Montreal officer suspended two days over arrest
A Montreal police officer has been suspended without pay for two days for his behaviour during a 2012 arrest and for later providing false information about the incident in municipal court.
Marc-Antoine Goyette, an officer with the SPVM since 2008, gave false information in municipal court about a suspect’s description and “failed to use proper discretion” while arresting 19-year-old Mark Wiles-Simpson in 2012, the police ethics commission has decided.

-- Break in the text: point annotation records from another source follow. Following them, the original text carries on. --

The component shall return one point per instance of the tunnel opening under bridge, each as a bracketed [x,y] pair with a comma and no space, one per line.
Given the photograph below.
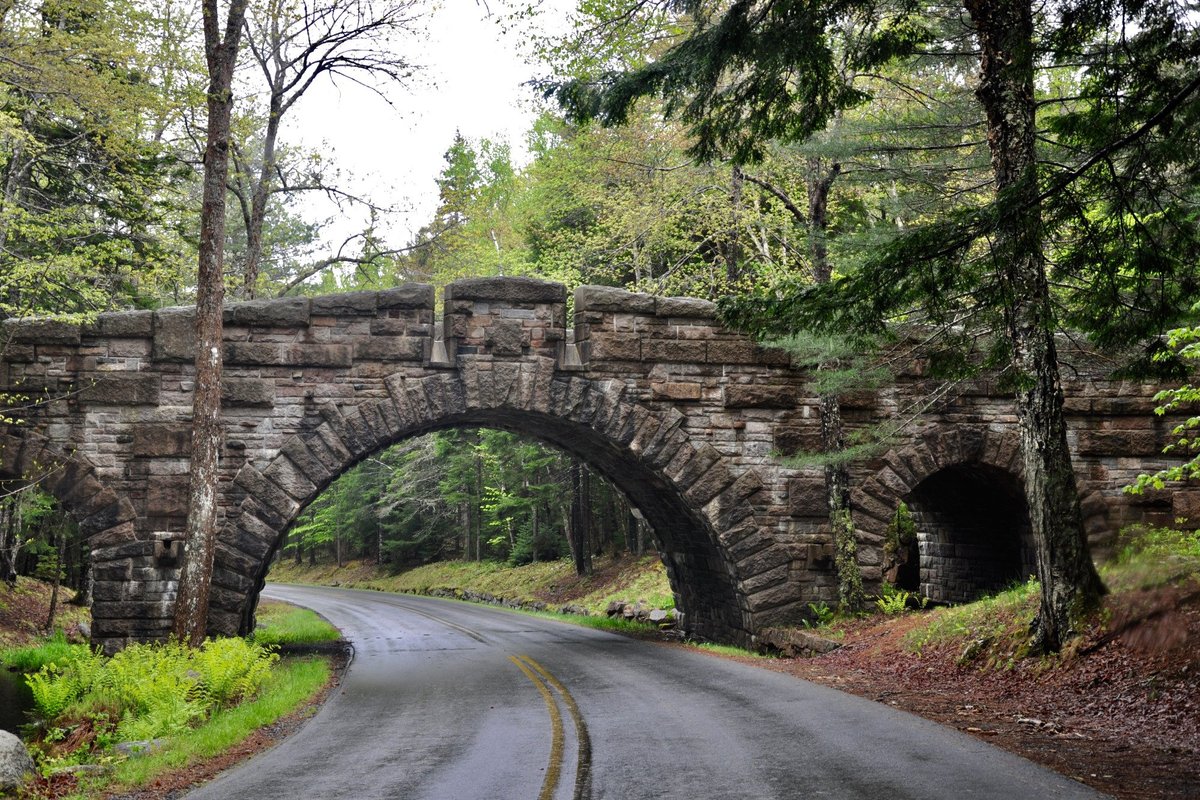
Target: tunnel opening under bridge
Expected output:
[694,506]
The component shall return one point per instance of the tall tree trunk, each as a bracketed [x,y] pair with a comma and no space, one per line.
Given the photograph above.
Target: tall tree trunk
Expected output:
[479,511]
[58,576]
[1069,582]
[733,236]
[579,533]
[196,576]
[9,539]
[262,193]
[819,182]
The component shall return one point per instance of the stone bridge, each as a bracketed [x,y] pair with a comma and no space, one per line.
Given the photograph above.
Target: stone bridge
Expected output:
[684,416]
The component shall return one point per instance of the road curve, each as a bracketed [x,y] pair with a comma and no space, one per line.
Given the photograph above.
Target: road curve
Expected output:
[448,701]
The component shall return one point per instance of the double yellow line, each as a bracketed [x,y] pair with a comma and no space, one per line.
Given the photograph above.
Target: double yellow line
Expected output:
[545,681]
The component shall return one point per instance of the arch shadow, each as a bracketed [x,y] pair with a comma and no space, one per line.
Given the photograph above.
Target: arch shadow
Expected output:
[699,504]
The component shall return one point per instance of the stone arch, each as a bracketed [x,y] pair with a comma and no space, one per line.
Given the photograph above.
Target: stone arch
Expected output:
[952,481]
[697,501]
[106,522]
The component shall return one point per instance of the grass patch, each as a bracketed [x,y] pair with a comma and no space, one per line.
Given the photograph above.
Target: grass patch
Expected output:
[33,657]
[995,625]
[616,624]
[292,684]
[281,623]
[730,650]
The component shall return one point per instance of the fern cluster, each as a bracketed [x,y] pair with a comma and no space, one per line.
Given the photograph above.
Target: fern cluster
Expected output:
[149,690]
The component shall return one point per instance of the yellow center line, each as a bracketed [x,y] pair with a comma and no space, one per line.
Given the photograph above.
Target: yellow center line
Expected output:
[556,723]
[583,763]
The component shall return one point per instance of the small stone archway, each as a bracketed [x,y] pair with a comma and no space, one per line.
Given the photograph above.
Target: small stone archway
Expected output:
[107,525]
[973,533]
[965,493]
[696,503]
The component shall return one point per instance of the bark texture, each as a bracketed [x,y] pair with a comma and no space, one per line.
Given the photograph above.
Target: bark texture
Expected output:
[1069,582]
[196,576]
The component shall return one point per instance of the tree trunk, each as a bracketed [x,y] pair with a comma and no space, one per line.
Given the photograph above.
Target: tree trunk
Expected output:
[820,181]
[196,576]
[262,193]
[733,236]
[579,537]
[479,511]
[9,539]
[58,577]
[1069,582]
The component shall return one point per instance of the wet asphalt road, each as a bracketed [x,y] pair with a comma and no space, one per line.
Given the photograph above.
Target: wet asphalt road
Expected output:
[448,701]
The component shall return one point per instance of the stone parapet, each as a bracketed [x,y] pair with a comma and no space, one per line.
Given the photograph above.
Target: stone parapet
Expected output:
[688,417]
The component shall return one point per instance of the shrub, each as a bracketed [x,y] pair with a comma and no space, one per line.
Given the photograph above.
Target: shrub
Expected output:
[147,691]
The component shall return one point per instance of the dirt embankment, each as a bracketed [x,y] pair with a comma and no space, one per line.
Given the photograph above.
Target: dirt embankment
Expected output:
[1119,711]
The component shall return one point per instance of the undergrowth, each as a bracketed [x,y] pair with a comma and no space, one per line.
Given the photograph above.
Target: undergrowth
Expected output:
[286,624]
[289,685]
[552,582]
[1147,558]
[997,624]
[33,657]
[87,702]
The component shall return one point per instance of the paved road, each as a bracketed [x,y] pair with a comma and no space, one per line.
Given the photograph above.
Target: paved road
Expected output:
[454,702]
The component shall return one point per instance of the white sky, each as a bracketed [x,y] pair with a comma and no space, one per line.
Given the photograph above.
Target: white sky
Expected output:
[472,83]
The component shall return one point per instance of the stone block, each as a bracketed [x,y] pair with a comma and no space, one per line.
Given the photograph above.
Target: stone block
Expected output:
[253,354]
[120,389]
[41,331]
[174,335]
[615,347]
[247,392]
[107,516]
[807,497]
[287,312]
[166,495]
[733,352]
[760,396]
[675,391]
[288,477]
[507,337]
[1186,505]
[685,307]
[161,439]
[679,352]
[505,290]
[265,493]
[123,324]
[609,299]
[390,348]
[795,439]
[318,355]
[346,305]
[1120,443]
[409,295]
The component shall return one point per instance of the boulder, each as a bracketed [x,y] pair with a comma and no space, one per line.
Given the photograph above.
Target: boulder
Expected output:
[795,642]
[16,764]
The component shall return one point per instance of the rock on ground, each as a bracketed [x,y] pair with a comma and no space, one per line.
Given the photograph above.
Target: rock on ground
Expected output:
[16,765]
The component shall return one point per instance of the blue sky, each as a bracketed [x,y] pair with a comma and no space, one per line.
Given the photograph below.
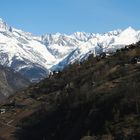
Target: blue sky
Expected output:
[68,16]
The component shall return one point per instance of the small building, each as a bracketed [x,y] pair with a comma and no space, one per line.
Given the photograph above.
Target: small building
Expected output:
[135,60]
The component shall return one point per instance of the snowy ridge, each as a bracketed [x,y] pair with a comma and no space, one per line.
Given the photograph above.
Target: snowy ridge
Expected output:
[34,56]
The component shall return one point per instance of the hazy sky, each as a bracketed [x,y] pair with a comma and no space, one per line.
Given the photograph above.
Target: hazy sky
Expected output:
[68,16]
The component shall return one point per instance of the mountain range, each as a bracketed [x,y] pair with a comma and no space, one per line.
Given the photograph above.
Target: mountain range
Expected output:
[35,56]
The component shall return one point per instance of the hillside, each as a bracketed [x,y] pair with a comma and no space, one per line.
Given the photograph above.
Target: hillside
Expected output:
[10,82]
[97,99]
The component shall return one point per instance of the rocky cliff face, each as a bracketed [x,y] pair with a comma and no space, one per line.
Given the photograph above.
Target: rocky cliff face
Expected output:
[35,56]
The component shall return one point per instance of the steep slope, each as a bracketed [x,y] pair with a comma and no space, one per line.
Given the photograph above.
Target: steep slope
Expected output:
[35,56]
[10,82]
[96,99]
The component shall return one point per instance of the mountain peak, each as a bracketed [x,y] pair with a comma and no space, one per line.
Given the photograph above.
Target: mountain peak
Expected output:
[3,25]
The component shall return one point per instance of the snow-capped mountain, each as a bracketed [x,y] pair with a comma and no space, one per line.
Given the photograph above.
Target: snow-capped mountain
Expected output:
[34,56]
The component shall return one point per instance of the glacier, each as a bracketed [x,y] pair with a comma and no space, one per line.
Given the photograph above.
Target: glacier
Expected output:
[35,56]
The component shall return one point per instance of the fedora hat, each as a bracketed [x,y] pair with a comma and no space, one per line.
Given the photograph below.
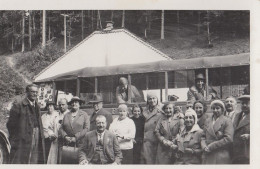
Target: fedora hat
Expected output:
[244,97]
[199,76]
[96,99]
[76,98]
[50,103]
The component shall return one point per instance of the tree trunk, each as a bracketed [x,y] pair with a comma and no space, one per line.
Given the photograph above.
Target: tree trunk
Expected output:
[112,15]
[30,30]
[23,30]
[145,29]
[70,33]
[49,35]
[162,26]
[198,28]
[123,19]
[82,24]
[92,20]
[178,21]
[34,29]
[43,28]
[97,20]
[208,31]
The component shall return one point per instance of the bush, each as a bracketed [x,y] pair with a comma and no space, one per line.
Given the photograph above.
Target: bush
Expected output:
[35,61]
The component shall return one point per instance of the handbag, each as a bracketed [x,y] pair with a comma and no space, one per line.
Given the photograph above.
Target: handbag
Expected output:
[69,155]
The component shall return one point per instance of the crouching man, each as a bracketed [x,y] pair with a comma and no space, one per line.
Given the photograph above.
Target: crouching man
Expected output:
[99,146]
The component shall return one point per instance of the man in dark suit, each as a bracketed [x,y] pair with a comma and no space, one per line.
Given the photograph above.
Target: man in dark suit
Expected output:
[99,146]
[98,110]
[241,144]
[26,131]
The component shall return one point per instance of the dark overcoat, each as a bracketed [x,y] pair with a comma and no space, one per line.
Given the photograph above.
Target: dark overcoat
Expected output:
[76,128]
[20,127]
[111,148]
[103,112]
[241,147]
[166,129]
[218,138]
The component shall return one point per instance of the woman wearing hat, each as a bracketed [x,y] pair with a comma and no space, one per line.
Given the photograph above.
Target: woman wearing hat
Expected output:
[200,108]
[75,123]
[152,114]
[166,130]
[217,136]
[50,130]
[187,147]
[198,91]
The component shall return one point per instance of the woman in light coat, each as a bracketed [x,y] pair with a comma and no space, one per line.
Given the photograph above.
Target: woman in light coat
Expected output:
[152,114]
[166,130]
[50,130]
[187,147]
[217,136]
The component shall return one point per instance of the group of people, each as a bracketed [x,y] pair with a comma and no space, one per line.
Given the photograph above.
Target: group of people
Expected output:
[154,135]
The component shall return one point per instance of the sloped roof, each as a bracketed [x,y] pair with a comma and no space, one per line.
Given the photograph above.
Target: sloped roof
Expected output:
[101,49]
[158,66]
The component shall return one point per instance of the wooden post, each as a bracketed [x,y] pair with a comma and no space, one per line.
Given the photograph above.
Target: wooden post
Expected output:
[65,86]
[147,81]
[23,25]
[129,89]
[162,25]
[82,24]
[166,85]
[78,87]
[96,84]
[53,90]
[43,28]
[207,81]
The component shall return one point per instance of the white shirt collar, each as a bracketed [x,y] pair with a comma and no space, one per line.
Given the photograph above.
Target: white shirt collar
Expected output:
[31,103]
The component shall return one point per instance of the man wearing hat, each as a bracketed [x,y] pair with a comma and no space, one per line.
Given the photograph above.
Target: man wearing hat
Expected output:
[75,123]
[198,92]
[98,110]
[122,92]
[241,144]
[26,130]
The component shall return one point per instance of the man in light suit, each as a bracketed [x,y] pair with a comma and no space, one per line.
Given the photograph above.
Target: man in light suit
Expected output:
[230,105]
[99,146]
[122,92]
[241,144]
[98,110]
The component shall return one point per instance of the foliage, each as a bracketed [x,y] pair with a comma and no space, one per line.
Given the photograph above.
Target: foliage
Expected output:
[11,84]
[36,60]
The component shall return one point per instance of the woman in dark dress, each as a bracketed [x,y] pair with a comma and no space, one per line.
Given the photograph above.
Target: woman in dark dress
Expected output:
[139,120]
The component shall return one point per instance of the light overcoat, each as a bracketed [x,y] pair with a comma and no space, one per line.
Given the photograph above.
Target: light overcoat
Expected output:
[218,138]
[150,142]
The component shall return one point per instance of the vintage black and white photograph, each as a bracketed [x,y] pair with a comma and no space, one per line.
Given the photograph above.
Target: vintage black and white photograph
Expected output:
[121,86]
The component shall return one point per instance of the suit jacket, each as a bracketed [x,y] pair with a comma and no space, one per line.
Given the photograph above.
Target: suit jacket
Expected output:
[100,112]
[77,128]
[122,97]
[111,147]
[20,127]
[218,138]
[193,94]
[168,130]
[241,148]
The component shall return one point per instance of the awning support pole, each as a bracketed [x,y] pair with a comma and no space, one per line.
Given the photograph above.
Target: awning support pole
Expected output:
[129,89]
[53,90]
[166,85]
[207,81]
[96,84]
[78,87]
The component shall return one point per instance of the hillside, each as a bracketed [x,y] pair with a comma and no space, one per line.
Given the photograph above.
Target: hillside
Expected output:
[180,42]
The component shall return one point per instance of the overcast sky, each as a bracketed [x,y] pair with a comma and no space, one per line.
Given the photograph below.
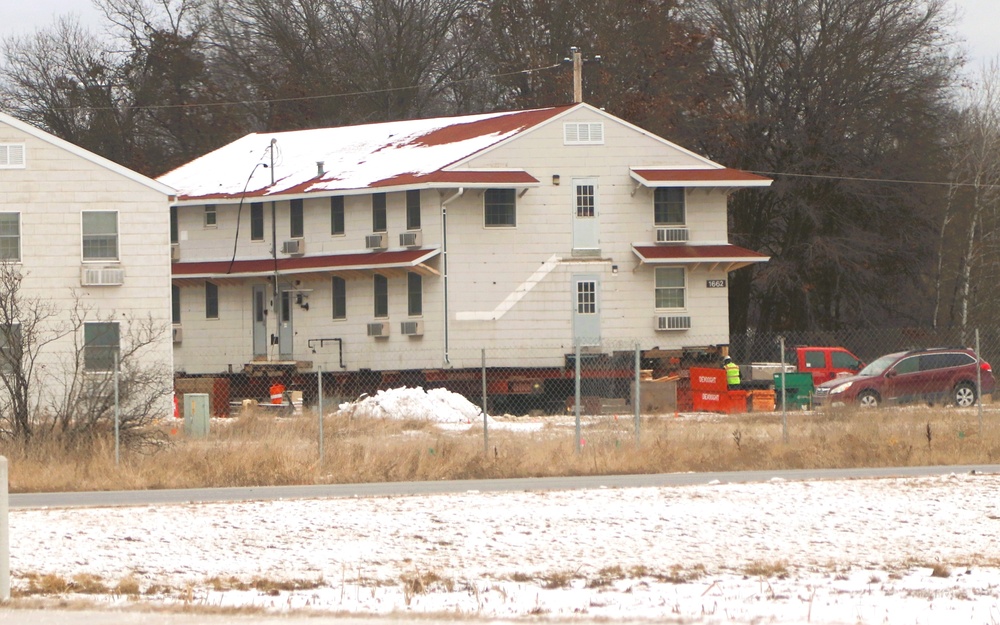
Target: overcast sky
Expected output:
[978,25]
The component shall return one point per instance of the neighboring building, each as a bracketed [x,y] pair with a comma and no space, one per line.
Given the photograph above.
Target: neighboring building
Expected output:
[91,239]
[415,245]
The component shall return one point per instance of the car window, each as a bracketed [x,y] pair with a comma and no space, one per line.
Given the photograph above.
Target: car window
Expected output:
[842,360]
[908,365]
[930,362]
[815,360]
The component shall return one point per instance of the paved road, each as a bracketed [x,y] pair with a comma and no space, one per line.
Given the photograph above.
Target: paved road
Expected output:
[148,497]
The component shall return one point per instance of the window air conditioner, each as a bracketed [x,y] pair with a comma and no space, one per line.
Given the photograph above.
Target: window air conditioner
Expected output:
[410,239]
[102,276]
[671,235]
[665,322]
[377,241]
[411,328]
[294,247]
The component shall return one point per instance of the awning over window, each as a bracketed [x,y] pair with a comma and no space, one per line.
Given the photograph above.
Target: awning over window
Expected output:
[727,257]
[720,177]
[386,263]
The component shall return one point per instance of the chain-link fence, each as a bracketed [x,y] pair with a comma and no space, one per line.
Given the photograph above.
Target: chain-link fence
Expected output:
[630,378]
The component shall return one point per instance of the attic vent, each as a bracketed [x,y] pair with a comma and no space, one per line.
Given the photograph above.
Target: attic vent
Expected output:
[583,133]
[11,156]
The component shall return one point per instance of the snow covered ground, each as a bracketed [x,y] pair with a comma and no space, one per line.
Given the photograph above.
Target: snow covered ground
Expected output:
[917,550]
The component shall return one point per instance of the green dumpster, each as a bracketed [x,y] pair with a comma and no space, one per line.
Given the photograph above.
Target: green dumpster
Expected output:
[797,390]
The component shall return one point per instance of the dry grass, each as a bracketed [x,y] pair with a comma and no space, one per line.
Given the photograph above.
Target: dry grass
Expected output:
[258,450]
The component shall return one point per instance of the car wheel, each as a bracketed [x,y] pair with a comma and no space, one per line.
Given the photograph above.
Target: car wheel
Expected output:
[868,399]
[965,395]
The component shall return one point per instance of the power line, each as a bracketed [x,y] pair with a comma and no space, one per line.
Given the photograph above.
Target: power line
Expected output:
[304,98]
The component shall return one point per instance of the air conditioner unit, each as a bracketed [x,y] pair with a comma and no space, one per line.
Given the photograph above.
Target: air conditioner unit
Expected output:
[665,322]
[410,239]
[671,235]
[102,276]
[411,328]
[377,241]
[294,247]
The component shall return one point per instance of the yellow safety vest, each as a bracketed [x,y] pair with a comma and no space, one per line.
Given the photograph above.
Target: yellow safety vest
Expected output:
[732,373]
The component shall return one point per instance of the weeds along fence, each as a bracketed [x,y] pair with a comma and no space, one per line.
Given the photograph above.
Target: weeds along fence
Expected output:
[627,377]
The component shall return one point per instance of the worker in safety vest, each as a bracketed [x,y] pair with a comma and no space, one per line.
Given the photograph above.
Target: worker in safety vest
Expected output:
[732,373]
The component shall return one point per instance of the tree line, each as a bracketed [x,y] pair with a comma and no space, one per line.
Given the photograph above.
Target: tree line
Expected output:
[885,157]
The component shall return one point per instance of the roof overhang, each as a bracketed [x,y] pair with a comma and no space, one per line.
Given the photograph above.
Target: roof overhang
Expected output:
[705,177]
[470,179]
[353,265]
[726,256]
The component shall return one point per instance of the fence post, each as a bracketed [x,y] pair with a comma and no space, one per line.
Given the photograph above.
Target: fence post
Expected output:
[784,393]
[4,533]
[979,383]
[486,429]
[576,402]
[637,395]
[117,412]
[319,397]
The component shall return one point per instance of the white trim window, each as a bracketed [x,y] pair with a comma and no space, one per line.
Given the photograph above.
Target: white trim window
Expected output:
[500,208]
[12,156]
[583,133]
[100,235]
[101,341]
[671,288]
[668,206]
[10,237]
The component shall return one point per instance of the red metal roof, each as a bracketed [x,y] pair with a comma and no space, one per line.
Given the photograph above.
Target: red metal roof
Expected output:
[667,254]
[302,264]
[699,177]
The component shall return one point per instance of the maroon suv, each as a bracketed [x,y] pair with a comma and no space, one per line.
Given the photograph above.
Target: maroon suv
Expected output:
[938,375]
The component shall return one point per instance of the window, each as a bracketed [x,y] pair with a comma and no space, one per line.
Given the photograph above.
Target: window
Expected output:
[668,206]
[339,298]
[414,294]
[500,208]
[586,297]
[583,133]
[337,214]
[381,285]
[211,301]
[11,156]
[413,210]
[295,226]
[10,346]
[100,235]
[257,221]
[10,237]
[379,223]
[175,304]
[174,227]
[100,345]
[670,287]
[585,202]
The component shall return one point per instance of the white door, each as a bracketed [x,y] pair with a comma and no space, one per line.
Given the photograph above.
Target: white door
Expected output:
[586,310]
[586,239]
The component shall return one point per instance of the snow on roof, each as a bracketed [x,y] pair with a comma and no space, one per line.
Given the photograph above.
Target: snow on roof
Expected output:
[349,157]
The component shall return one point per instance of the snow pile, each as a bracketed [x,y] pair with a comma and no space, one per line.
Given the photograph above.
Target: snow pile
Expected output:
[436,405]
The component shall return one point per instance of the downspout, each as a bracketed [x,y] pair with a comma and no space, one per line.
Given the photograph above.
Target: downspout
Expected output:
[444,264]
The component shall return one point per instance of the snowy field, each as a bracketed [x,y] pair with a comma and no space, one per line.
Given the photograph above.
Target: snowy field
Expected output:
[908,551]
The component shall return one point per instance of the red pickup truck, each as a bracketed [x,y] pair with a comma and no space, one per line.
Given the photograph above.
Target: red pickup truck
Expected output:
[824,363]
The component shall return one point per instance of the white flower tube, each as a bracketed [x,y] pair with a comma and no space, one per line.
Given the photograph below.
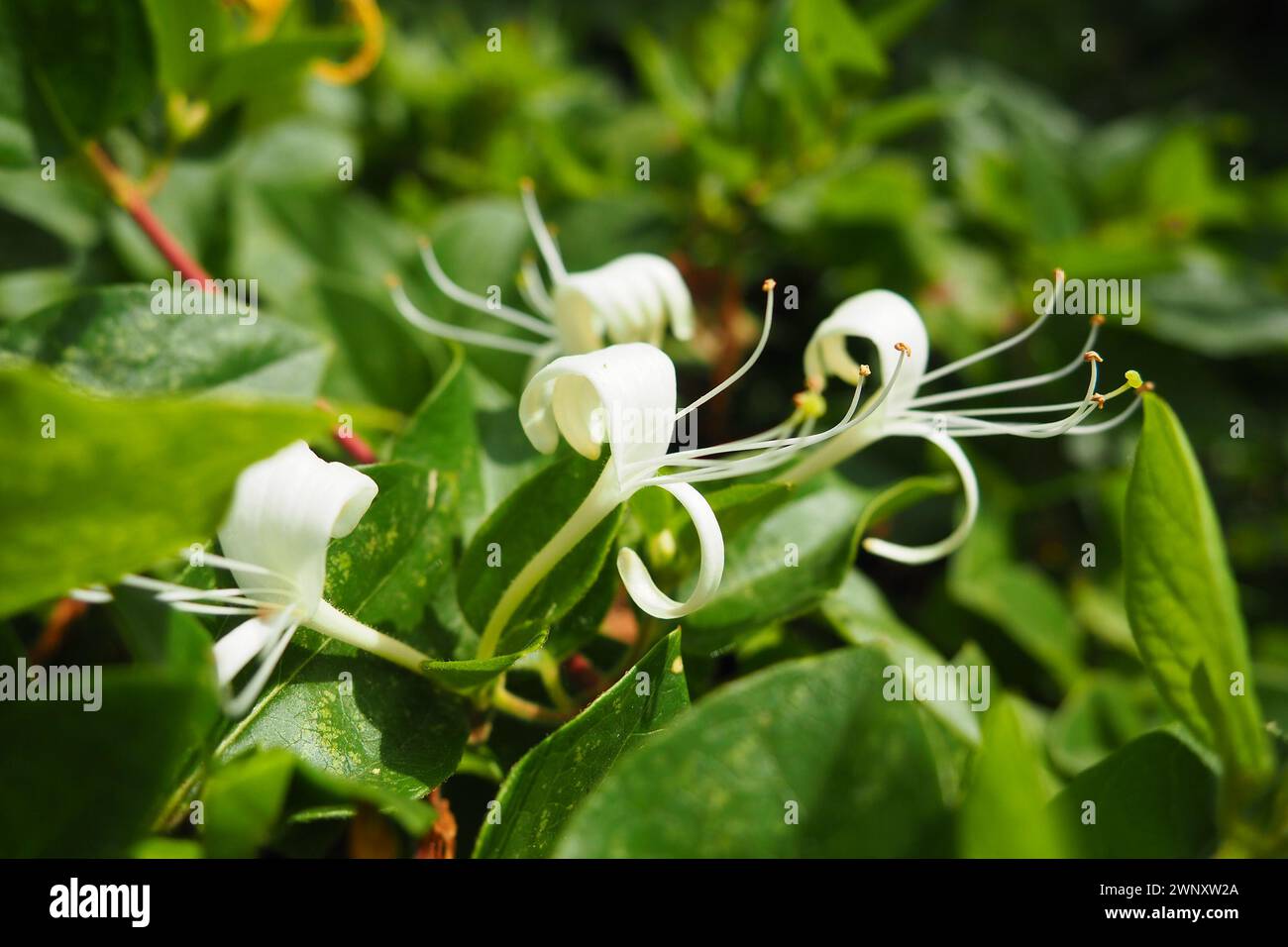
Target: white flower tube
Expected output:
[284,512]
[625,395]
[884,317]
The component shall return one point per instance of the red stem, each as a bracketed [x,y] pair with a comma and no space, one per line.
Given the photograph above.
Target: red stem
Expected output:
[129,196]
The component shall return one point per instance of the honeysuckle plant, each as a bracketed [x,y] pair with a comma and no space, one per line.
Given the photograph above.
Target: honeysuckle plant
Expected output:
[283,514]
[625,395]
[903,348]
[634,298]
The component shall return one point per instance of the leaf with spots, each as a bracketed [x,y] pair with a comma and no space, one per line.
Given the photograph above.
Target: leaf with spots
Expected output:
[805,759]
[248,801]
[784,565]
[111,341]
[545,788]
[352,714]
[108,486]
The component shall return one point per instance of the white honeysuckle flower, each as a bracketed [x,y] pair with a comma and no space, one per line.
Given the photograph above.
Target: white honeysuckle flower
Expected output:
[625,395]
[284,512]
[887,318]
[632,298]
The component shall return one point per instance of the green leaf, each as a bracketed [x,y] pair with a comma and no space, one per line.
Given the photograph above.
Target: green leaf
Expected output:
[469,427]
[1005,813]
[90,64]
[179,67]
[111,341]
[1181,598]
[1153,797]
[815,530]
[346,711]
[545,788]
[581,624]
[374,347]
[803,759]
[245,71]
[248,800]
[858,613]
[1018,598]
[89,784]
[124,483]
[518,530]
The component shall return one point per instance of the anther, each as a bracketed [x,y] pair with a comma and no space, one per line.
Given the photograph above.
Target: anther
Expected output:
[810,403]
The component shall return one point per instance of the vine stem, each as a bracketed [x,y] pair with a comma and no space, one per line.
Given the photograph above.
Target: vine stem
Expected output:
[130,197]
[133,200]
[513,705]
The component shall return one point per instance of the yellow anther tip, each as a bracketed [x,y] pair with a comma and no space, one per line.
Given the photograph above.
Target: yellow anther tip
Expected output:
[810,403]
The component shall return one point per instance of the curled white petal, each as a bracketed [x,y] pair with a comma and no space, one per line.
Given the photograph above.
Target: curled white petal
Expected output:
[640,585]
[630,299]
[885,318]
[236,648]
[915,556]
[284,512]
[622,395]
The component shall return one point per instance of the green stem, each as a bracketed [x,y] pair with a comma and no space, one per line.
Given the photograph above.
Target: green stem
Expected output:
[335,624]
[513,705]
[548,668]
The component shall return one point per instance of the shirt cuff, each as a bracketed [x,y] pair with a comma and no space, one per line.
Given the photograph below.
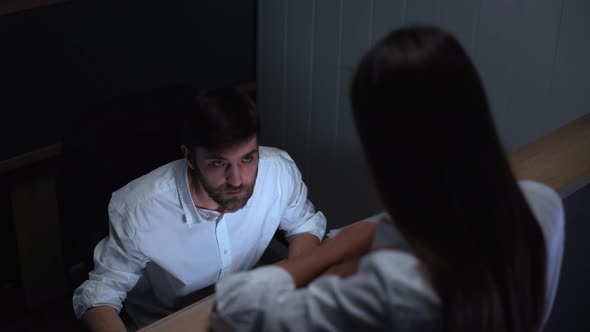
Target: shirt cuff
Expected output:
[315,225]
[250,291]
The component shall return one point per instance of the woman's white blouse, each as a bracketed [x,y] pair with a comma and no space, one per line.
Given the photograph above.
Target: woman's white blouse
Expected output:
[389,291]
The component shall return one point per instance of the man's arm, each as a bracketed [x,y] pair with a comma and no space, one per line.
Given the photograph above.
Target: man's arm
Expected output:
[301,244]
[103,319]
[349,245]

On the afternoon of Oct. 3, 2012, police were searching for two suspects who stole a bottle of alcohol from an SAQ on Décarie Blvd. near the Côte-Vertu métro station.
One was described as a skinny, 5-foot-7 aboriginal man with a po- nytail. He was said to be wearing a navy blue jacket. The other suspect was only described as a black male who was taller than the first man.
The first suspect was eventually found on a bench in Bélanger Park. He matched all the details of the description. Wiles-Simpson was sitting on the same bench as the man with his cousin, the ethics commission ruling shows.
The park was across from a McDonald’s restaurant where Wiles-Simpson, a black male, was waiting to start his work shift.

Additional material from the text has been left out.